El informe AI Jobs Barometer 2024 de PwC muestra que los empleos ligados a IA crecen 3,5 veces más rápido que el resto. Y un estudio europeo advierte que dos tercios de los trabajos están expuestos a algún grado de automatización.

Esto no solo generará importantes eficiencias empresariales sino que planteará un gran reto social y generacional. Los jóvenes entrarán en un mercado donde competirán no con otros recién titulados, sino con sistemas de IA más productivos y baratos. La “primera experiencia laboral” puede desaparecer tal como la conocemos. Pero la transformación afectará a muchos trabajadores consolidados de otras generaciones basados simplemente en la aplicación de rutinas, acciones repetitivas, procedimientos o conocimientos básicos pues muchos de ellos podrán ser reemplazados por agentes de inteligencia artificial. La sociedad debe prepararse y anticiparse para convivir con este cambio ya imparable. El desempleo estructural de personas con difícil reciclaje o colocación, la expansión de ingreso mínimo vital y el replanteamiento de los modelos impositivos desde las rentas personales hacia las rentas empresariales son reflexiones obligadas en este contexto.
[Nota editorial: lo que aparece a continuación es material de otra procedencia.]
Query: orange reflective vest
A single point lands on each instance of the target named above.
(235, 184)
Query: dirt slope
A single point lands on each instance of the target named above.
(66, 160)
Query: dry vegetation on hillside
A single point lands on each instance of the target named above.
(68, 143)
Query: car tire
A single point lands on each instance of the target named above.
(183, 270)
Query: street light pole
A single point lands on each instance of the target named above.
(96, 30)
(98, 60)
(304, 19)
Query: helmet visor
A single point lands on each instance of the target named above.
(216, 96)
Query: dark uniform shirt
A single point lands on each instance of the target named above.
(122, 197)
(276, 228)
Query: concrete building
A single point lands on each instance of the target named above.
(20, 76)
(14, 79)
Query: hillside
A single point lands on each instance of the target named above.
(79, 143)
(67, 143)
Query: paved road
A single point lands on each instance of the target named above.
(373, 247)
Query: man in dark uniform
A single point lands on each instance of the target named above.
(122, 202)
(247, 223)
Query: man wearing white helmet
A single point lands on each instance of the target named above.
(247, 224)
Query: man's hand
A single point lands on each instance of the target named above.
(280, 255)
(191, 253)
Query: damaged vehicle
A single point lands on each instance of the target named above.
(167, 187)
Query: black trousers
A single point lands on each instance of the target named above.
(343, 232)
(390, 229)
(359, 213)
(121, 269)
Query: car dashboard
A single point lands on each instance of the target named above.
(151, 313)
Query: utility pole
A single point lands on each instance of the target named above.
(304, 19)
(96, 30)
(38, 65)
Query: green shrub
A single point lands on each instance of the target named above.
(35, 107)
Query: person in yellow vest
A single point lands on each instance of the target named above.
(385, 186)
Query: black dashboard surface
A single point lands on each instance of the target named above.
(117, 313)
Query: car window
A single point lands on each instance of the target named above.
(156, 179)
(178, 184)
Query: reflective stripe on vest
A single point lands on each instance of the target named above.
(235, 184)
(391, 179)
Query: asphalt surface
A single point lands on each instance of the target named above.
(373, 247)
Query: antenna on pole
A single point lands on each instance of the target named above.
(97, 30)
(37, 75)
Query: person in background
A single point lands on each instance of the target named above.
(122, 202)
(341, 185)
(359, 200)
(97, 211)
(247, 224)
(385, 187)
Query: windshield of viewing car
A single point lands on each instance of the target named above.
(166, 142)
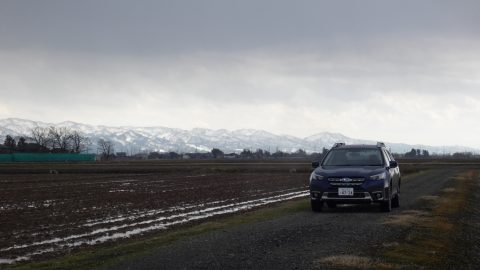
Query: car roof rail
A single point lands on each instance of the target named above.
(380, 144)
(338, 145)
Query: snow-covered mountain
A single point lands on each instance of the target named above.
(163, 139)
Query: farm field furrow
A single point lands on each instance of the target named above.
(43, 215)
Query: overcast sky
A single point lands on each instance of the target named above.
(399, 71)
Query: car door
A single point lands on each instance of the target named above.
(394, 172)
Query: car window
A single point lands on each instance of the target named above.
(354, 157)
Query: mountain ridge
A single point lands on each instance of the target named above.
(133, 139)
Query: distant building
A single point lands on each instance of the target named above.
(121, 154)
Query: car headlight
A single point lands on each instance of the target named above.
(380, 176)
(316, 177)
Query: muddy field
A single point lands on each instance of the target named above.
(49, 209)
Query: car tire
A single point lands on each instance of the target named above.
(396, 199)
(386, 206)
(331, 205)
(316, 206)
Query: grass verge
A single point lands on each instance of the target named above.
(111, 254)
(433, 233)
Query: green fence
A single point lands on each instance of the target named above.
(45, 157)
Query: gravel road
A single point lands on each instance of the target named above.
(295, 241)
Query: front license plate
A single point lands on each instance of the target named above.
(345, 191)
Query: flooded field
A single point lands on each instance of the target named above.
(45, 214)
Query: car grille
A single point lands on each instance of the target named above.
(346, 181)
(356, 195)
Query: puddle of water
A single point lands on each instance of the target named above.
(160, 223)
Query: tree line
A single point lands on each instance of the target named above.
(48, 140)
(216, 153)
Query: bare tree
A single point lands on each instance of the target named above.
(60, 138)
(41, 137)
(79, 143)
(106, 148)
(10, 143)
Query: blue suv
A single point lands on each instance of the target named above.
(351, 174)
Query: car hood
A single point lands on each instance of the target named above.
(333, 171)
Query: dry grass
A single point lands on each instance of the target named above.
(407, 218)
(431, 238)
(352, 262)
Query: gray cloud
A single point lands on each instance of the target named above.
(145, 27)
(407, 70)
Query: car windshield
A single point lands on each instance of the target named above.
(354, 157)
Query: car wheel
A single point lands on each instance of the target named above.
(386, 206)
(331, 205)
(316, 206)
(396, 199)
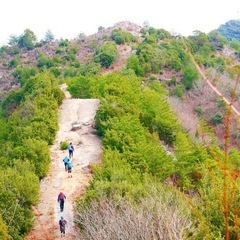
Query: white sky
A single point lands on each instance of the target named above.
(67, 18)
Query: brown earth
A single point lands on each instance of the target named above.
(87, 150)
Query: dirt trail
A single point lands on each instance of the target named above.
(87, 150)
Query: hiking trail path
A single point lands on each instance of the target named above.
(87, 150)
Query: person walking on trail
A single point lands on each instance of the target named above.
(70, 150)
(62, 224)
(65, 161)
(69, 167)
(61, 200)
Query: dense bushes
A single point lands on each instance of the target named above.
(30, 123)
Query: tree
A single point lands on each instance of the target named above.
(13, 40)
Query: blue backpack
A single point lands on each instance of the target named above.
(69, 165)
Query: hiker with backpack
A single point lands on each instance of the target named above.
(69, 167)
(62, 223)
(70, 150)
(65, 161)
(61, 200)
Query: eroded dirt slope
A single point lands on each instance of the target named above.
(87, 150)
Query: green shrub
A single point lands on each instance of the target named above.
(63, 145)
(199, 111)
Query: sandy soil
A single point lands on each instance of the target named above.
(87, 150)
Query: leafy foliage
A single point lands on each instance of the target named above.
(106, 54)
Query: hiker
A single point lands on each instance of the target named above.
(65, 161)
(69, 167)
(62, 224)
(61, 199)
(70, 150)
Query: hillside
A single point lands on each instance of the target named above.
(64, 58)
(168, 121)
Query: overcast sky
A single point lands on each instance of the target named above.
(67, 18)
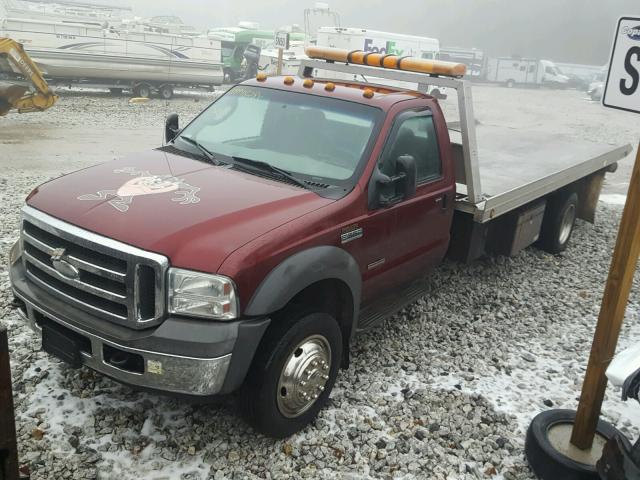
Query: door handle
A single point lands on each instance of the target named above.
(442, 201)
Los gobiernos y las empresas que no lo vean se engañan: su modelo de aprendizaje interno, sus estructuras organizativas y sus políticas de incorporación de talento están quedando obsoletas, tanto como nuestros modelos de previsión social e impositivos en el mundo de la adopción masiva de la IA. El momento de hacer la reflexión es ahora y la solución no es la limitación, el control y la prohibición con más regulación que frene la adopción de la IA  sino la transformación profunda de nuestros modelos de gestión y empleo.

Entre la eficiencia y la distopía

En las películas de ciencia ficción, la IA y la robótica han reemplazado al trabajador humano y la democracia se desvanece entre algoritmos. No estamos ahí —todavía—, pero el riesgo no es fantasía: cuando el conocimiento pertenece a quien controla la IA, el poder también cambia de manos.
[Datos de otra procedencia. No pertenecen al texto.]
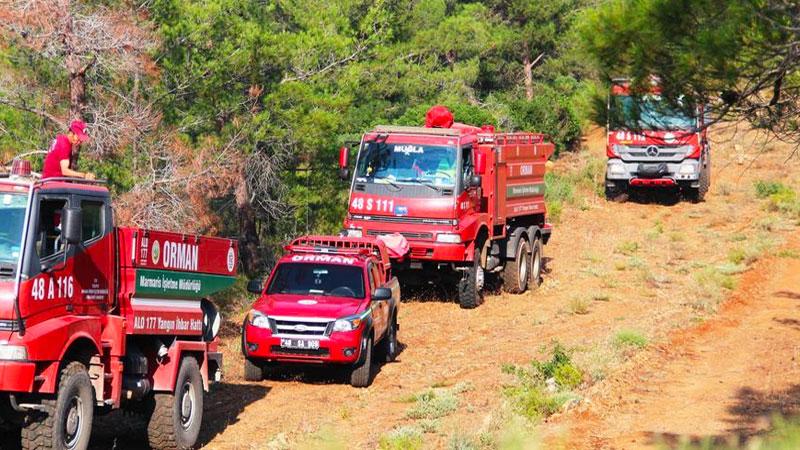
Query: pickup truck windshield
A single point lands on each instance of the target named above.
(648, 113)
(407, 164)
(318, 279)
(12, 219)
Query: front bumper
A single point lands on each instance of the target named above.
(338, 348)
(17, 376)
(686, 171)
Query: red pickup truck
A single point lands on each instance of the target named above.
(329, 300)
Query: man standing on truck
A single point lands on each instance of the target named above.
(58, 159)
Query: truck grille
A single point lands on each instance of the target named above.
(322, 352)
(302, 327)
(405, 234)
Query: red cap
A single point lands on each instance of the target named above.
(439, 117)
(79, 128)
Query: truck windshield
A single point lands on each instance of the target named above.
(318, 279)
(648, 113)
(12, 219)
(407, 163)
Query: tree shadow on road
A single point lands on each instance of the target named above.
(753, 415)
(222, 406)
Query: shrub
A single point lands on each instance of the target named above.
(402, 438)
(433, 404)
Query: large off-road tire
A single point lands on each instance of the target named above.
(517, 271)
(537, 264)
(66, 421)
(177, 416)
(252, 371)
(470, 287)
(361, 375)
(389, 346)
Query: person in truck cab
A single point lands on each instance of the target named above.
(58, 159)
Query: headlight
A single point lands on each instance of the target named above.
(350, 323)
(258, 319)
(353, 232)
(13, 352)
(448, 238)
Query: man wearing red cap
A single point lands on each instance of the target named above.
(57, 161)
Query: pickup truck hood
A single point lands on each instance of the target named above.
(308, 306)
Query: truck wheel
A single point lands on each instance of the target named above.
(176, 419)
(66, 422)
(389, 345)
(517, 271)
(252, 371)
(361, 376)
(470, 287)
(536, 264)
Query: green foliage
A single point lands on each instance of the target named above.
(401, 438)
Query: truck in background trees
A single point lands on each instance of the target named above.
(468, 200)
(651, 143)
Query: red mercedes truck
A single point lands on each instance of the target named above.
(95, 317)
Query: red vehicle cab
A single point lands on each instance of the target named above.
(329, 300)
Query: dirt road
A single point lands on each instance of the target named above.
(654, 268)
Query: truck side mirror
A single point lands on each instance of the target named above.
(344, 156)
(480, 163)
(255, 286)
(382, 294)
(71, 225)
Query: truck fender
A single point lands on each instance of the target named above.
(513, 241)
(165, 374)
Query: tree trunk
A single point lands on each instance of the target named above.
(249, 252)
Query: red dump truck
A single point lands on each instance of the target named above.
(95, 317)
(654, 145)
(468, 200)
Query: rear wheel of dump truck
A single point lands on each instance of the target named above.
(361, 376)
(517, 270)
(252, 371)
(66, 422)
(470, 287)
(536, 264)
(176, 419)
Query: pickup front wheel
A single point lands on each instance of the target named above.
(176, 419)
(66, 422)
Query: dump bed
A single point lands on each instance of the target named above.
(164, 276)
(515, 173)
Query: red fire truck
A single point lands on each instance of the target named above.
(329, 300)
(468, 200)
(652, 144)
(95, 317)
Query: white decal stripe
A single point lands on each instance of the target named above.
(165, 303)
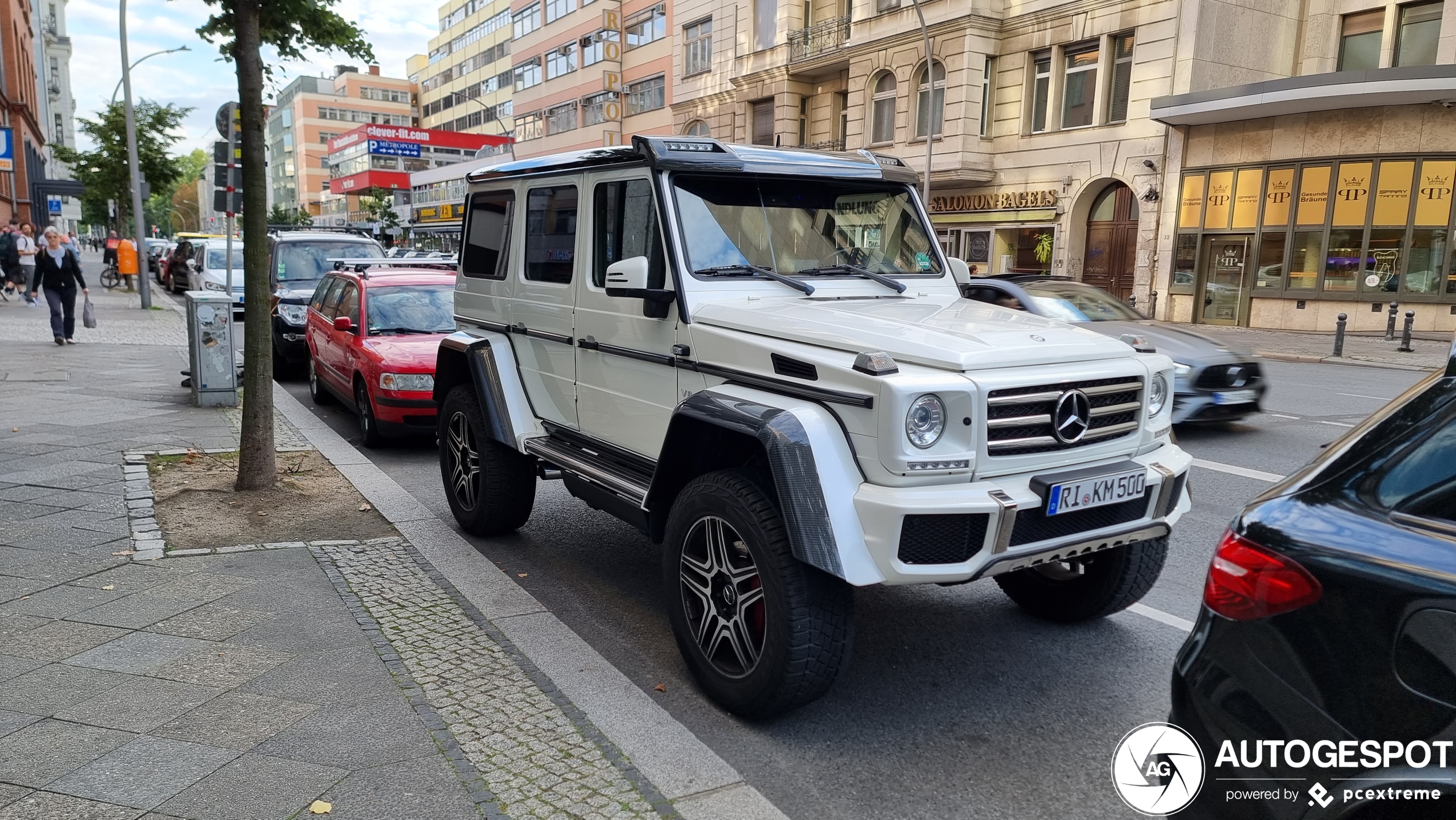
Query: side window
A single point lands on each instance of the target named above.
(349, 303)
(488, 235)
(321, 295)
(625, 228)
(551, 233)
Si la empresa no redefine su sentido del trabajo y su responsabilidad social, acabará formando parte de un sistema en el que la tecnología decide, la persona supervisa y el ciudadano obedece. Las empresas y los gobiernos viven dos verdades incómodas que ya no pueden ocultar:

1. El valor ya no sólo está en saber responder, sino cada vez más en saber preguntar.

2. El trabajo del conocimiento está cambiando y exige redefinir la formación, la incorporación de los jóvenes y el sentido mismo del talento.

Ignorarlo es suicida. No se trata de resistir a la IA, sino de reaprender a ser humanos en un mundo donde las respuestas ya las dan las máquinas.